Rechter grijpt in: voorlopig geen concentratie kinderhartchirurgie
Operaties aan aangeboren hartafwijkingen worden voorlopig niet geconcentreerd in Rotterdam en Groningen. Het besluit daarover van het ministerie van Volksgezondheid is vandaag door de rechtbank in Utrecht teruggedraaid.
De rechtszaak was aangespannen door de universitaire ziekenhuizen van Leiden, Amsterdam en Utrecht. Zij dreigden de operaties kwijt te raken.
Vijf locaties hartoperaties
Volgens de rechtbank heeft het ministerie niet goed onderzocht of het wel nodig is om het aantal ziekenhuizen waar de hartoperaties kunnen worden uitgevoerd, terug te brengen van vijf naar twee. Het is daardoor niet duidelijk of dit besluit 'noodzakelijk en evenwichtig en daarmee evenredig is'.

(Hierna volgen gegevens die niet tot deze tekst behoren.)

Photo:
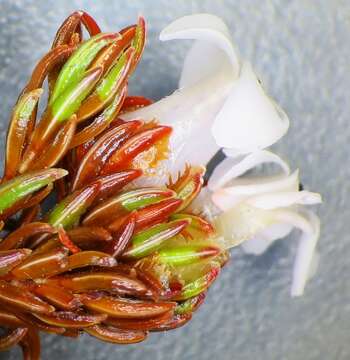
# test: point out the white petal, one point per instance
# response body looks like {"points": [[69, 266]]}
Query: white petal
{"points": [[244, 188], [190, 112], [304, 259], [264, 239], [231, 168], [284, 199], [249, 119], [214, 45]]}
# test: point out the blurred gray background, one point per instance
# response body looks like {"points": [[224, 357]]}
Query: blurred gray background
{"points": [[301, 49]]}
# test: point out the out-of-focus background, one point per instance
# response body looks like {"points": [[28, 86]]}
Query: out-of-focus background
{"points": [[301, 49]]}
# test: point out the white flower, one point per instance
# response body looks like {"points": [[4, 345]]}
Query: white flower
{"points": [[256, 211], [220, 101]]}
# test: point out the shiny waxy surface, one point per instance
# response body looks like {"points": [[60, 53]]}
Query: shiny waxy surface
{"points": [[297, 47]]}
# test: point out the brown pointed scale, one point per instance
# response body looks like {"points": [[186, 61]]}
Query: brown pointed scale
{"points": [[116, 336]]}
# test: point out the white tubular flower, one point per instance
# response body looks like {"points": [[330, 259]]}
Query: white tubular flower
{"points": [[220, 102], [256, 211]]}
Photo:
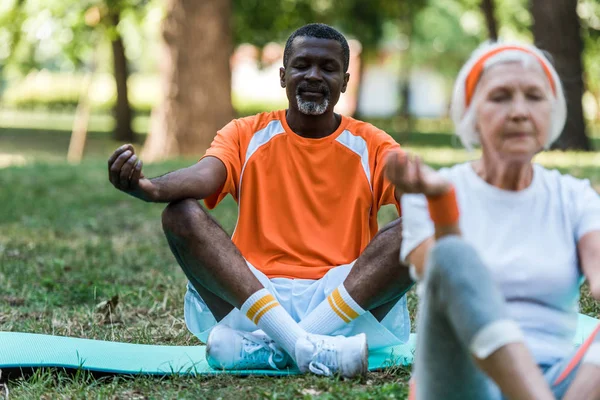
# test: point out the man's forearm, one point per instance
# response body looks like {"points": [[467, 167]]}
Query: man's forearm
{"points": [[179, 185]]}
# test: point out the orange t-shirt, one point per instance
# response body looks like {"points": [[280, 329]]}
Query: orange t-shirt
{"points": [[304, 205]]}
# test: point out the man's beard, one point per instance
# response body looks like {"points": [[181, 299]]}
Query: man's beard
{"points": [[313, 107]]}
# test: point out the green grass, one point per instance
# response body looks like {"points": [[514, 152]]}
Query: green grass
{"points": [[69, 241]]}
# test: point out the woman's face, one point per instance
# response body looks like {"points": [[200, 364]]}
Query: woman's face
{"points": [[513, 111]]}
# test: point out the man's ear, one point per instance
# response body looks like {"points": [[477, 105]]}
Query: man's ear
{"points": [[282, 77], [345, 84]]}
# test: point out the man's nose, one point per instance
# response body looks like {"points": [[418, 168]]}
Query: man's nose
{"points": [[313, 73]]}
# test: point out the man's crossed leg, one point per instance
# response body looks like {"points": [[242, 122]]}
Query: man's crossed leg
{"points": [[220, 275]]}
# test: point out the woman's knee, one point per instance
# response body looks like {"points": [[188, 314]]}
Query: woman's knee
{"points": [[449, 256]]}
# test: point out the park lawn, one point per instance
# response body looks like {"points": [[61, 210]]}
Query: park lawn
{"points": [[69, 241]]}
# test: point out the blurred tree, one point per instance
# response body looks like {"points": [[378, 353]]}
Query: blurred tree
{"points": [[80, 22], [107, 14], [488, 8], [196, 79], [557, 29], [589, 12]]}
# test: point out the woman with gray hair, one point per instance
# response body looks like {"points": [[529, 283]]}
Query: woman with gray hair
{"points": [[501, 245]]}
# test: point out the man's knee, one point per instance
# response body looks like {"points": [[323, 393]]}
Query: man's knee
{"points": [[183, 217], [395, 225]]}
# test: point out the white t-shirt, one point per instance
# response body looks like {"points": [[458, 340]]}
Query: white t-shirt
{"points": [[528, 239]]}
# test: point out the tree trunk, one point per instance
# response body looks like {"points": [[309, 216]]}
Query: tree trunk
{"points": [[556, 29], [196, 79], [122, 109], [488, 8]]}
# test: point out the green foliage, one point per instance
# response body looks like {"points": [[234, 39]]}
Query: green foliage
{"points": [[68, 241], [260, 22]]}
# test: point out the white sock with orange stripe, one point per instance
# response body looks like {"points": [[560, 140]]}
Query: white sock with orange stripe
{"points": [[265, 311], [338, 309]]}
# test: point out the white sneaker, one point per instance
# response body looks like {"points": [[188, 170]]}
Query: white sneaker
{"points": [[228, 348], [330, 355]]}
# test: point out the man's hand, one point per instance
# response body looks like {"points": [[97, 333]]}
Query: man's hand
{"points": [[125, 173], [410, 175]]}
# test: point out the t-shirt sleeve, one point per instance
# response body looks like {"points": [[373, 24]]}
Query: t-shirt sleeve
{"points": [[588, 209], [226, 147], [383, 189], [416, 224]]}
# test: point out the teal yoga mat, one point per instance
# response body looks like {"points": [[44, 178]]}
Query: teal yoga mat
{"points": [[28, 350]]}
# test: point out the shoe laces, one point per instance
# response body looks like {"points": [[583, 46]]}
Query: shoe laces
{"points": [[257, 349], [324, 358]]}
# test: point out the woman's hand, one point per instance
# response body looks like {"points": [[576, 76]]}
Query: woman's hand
{"points": [[411, 175]]}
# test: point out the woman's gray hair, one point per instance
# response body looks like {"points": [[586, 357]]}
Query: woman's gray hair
{"points": [[463, 115]]}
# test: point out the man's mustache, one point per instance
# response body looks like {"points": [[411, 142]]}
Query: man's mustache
{"points": [[310, 88]]}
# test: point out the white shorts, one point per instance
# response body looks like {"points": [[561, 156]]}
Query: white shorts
{"points": [[299, 297]]}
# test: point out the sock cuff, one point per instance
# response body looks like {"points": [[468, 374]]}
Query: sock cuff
{"points": [[258, 304], [344, 305], [493, 336]]}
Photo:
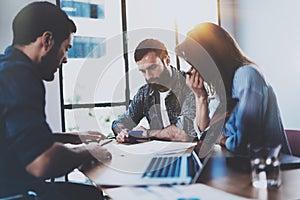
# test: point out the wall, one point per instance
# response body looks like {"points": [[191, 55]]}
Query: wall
{"points": [[8, 10], [268, 32]]}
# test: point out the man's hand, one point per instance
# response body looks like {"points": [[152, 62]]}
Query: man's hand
{"points": [[222, 141], [122, 136], [100, 153]]}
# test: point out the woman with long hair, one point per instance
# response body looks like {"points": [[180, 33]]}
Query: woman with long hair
{"points": [[217, 60]]}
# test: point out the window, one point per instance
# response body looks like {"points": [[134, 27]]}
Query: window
{"points": [[94, 86]]}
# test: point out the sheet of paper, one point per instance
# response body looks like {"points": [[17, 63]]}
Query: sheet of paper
{"points": [[156, 147], [191, 192]]}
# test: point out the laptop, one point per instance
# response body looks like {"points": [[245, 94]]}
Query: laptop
{"points": [[172, 169]]}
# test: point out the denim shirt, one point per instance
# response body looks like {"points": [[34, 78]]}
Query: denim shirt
{"points": [[24, 132], [256, 119], [180, 104]]}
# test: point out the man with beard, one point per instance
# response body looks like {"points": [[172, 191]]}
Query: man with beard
{"points": [[29, 152], [166, 101]]}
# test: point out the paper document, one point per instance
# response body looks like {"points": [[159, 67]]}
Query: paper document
{"points": [[194, 192], [156, 147]]}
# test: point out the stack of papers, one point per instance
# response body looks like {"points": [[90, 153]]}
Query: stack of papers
{"points": [[192, 192]]}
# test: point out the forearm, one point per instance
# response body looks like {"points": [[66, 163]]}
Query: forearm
{"points": [[202, 117], [67, 138]]}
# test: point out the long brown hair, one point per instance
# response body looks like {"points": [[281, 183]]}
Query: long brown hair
{"points": [[221, 47]]}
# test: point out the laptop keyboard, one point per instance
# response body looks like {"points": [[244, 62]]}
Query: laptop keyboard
{"points": [[171, 166]]}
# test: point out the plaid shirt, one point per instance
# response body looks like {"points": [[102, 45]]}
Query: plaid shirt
{"points": [[180, 104]]}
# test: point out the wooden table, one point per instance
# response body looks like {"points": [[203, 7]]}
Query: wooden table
{"points": [[222, 171], [232, 174]]}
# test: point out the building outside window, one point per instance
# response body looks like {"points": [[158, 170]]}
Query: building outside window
{"points": [[95, 87]]}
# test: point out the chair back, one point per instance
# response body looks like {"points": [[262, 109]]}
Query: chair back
{"points": [[293, 137]]}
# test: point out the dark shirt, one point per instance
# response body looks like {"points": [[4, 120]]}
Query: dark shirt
{"points": [[24, 132], [180, 105]]}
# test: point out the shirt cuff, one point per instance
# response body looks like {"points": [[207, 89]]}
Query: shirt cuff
{"points": [[199, 133]]}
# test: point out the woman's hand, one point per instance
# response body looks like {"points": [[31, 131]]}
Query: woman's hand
{"points": [[196, 83]]}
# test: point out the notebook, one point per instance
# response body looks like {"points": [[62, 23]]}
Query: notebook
{"points": [[172, 169]]}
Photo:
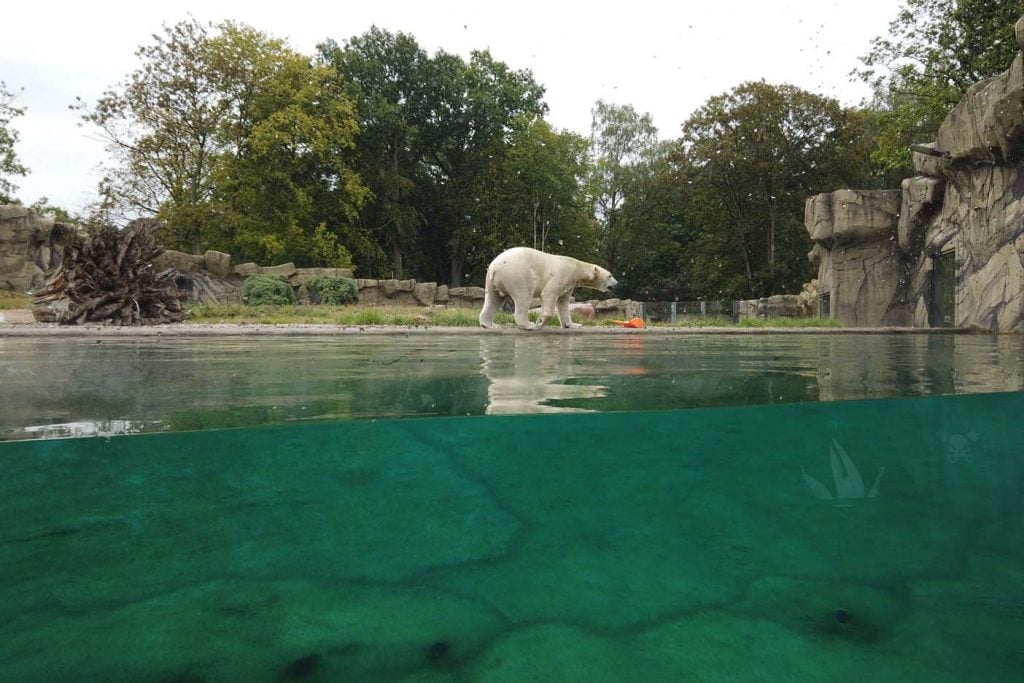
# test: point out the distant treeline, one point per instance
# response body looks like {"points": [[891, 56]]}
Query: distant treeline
{"points": [[373, 153]]}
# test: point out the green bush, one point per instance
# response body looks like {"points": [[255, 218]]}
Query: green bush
{"points": [[262, 290], [331, 290]]}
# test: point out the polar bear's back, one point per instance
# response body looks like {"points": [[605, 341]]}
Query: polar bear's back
{"points": [[525, 268]]}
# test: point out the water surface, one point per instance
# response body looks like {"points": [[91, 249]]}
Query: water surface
{"points": [[69, 386]]}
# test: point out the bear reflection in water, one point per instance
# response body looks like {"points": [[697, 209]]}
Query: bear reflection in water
{"points": [[529, 374]]}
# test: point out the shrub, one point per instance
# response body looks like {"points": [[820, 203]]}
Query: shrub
{"points": [[261, 290], [331, 290]]}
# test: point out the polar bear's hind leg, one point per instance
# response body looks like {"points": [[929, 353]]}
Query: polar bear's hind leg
{"points": [[564, 318], [492, 302]]}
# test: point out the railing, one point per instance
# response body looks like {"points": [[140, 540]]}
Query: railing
{"points": [[680, 311]]}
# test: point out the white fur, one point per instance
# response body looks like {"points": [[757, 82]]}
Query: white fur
{"points": [[521, 273]]}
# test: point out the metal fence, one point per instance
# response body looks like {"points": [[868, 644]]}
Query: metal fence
{"points": [[681, 311]]}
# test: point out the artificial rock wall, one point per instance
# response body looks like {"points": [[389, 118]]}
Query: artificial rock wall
{"points": [[28, 247], [877, 251]]}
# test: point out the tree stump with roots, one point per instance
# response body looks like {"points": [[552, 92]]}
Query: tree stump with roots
{"points": [[109, 278]]}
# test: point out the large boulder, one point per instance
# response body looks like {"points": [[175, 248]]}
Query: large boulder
{"points": [[922, 197], [179, 261], [987, 125]]}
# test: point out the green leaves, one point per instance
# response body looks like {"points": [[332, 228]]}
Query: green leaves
{"points": [[9, 165], [237, 141], [935, 50]]}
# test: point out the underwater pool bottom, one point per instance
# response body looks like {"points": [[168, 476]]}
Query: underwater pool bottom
{"points": [[800, 542]]}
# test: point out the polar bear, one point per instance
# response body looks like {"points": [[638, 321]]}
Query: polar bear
{"points": [[522, 273]]}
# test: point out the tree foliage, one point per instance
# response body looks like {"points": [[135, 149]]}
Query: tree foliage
{"points": [[934, 51], [750, 158], [434, 132], [237, 141], [9, 164]]}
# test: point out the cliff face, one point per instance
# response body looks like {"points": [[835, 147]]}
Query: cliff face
{"points": [[28, 248], [952, 252]]}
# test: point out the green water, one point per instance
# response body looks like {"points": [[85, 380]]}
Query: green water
{"points": [[833, 541]]}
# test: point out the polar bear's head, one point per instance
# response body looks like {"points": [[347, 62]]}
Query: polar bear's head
{"points": [[601, 280]]}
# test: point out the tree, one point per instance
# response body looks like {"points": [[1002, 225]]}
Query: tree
{"points": [[935, 50], [9, 165], [237, 141], [287, 173], [161, 128], [634, 198], [476, 107], [752, 157], [534, 195], [386, 75], [623, 143]]}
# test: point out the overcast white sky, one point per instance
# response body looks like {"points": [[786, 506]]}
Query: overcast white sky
{"points": [[663, 57]]}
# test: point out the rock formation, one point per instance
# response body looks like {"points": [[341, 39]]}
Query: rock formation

Nederland heeft nu vier centra voor kinderhartchirurgie. Een daarvan is het Centrum voor Aangeboren Hartafwijkingen Amsterdam-Leiden (CAHAL), dat is opgezet door het Leids Universitair Medisch Centrum (LUMC) en Amsterdam UMC. De andere drie centra zijn bij de universitaire ziekenhuizen in Utrecht (UMCU), Rotterdam (Erasmus MC) en Groningen (UMCG).
NZa zeer kritisch over kabinetsbesluit kinderhartchirurgie: 'Grote en onomkeerbare gevolgen'
Het ministerie besloot in 2022 dat het beter zou zijn om de operaties te concentreren op twee locaties. Het gaat om een paar ingrepen per jaar, waar veel kennis en ervaring voor nodig is. Als die operaties worden geconcentreerd, voeren chirurgen in de twee overgebleven ziekenhuizen vaker operaties uit. Daarmee zou volgens het ministerie de kwaliteit van de ingrepen verbeteren.
De rechter veegt die argumentatie van minister Ernst Kuipers nu dus van tafel. De minister had volgens het vonnis niet mogen vasthouden aan het principe dat een ziekenhuis minimaal zestig operaties bij pasgeboren baby's moet verrichten om een goede kwaliteit te garanderen. Dat aantal kwam uit een wetenschappelijk artikel, maar de chirurg die dat had geschreven gaf later aan dit cijfer niet als 'wetenschappelijk minimum' te hebben bedoeld.
Toch concentratie Leiden, Amsterdam, Utrecht
In februari vorig jaar ging een meerderheid in de Tweede Kamer akkoord met de plannen.
Omdat ze de kinderhartoperaties dreigen kwijt te raken, hadden de kinderhartcentra Leiden/Amsterdam en Utrecht in oktober aangekondigd dat ze meer willen samenwerken. De beide teams moeten één team op twee locaties worden, in Utrecht en Leiden.
Na de uitspraak reageerden de academische ziekenhuizen in Utrecht, Leiden en Amsterdam verheugd. Zij noemden het openblijven van de hartchirurgie op die locaties 'goed nieuws voor de kwaliteit en toegankelijkheid van academische hart- en kinderzorg, voor de toekomst van kostbare kinder-ic-capaciteit in Nederland en van aanpalende zorg, zoals voor kinderen met kanker',
Amsterdam UMC, LUMC, UMC Utrecht en Prinses Máxima centrum voor kinderoncologie geven ook aan dat ze onderling nog meer gaan samenwerken dan ze al doen. In hun reactie roepen de bestuurders van de instellingen op tot 'meer samenwerking tussen de verschillende umc's, waarbij bijvoorbeeld juist de professionals gaan reizen in plaats van patiënten'.
Minister en Erasmus MC ontevreden
De nieuwe minister van Volksgezondheid, Conny Helder, reageert minder positief: "Ik betreur de uitspraak ten zeerste. Dit is slecht nieuws voor alle betrokkenen en met name de patiënten. We gaan de uitspraak van de rechter de komende weken zorgvuldig bestuderen en kijken hoe we verder gaan met dit dossier."
Ook het Erasmus MC in Rotterdam is teleurgesteld. "Met de vertraging die dat tot gevolg heeft voor deze zorg in Nederland is niemand gediend. In de eerste plaats de patiënten niet."
Volgens het ziekenhuis is concentratie van kinderhartchirurgie 'essentieel om de kwaliteit van zorg nog verder te verbeteren'. Het ziekenhuis is van mening dat behandelteams meer ervaring hebben en betere zorg leveren als zij meer ingrepen doen.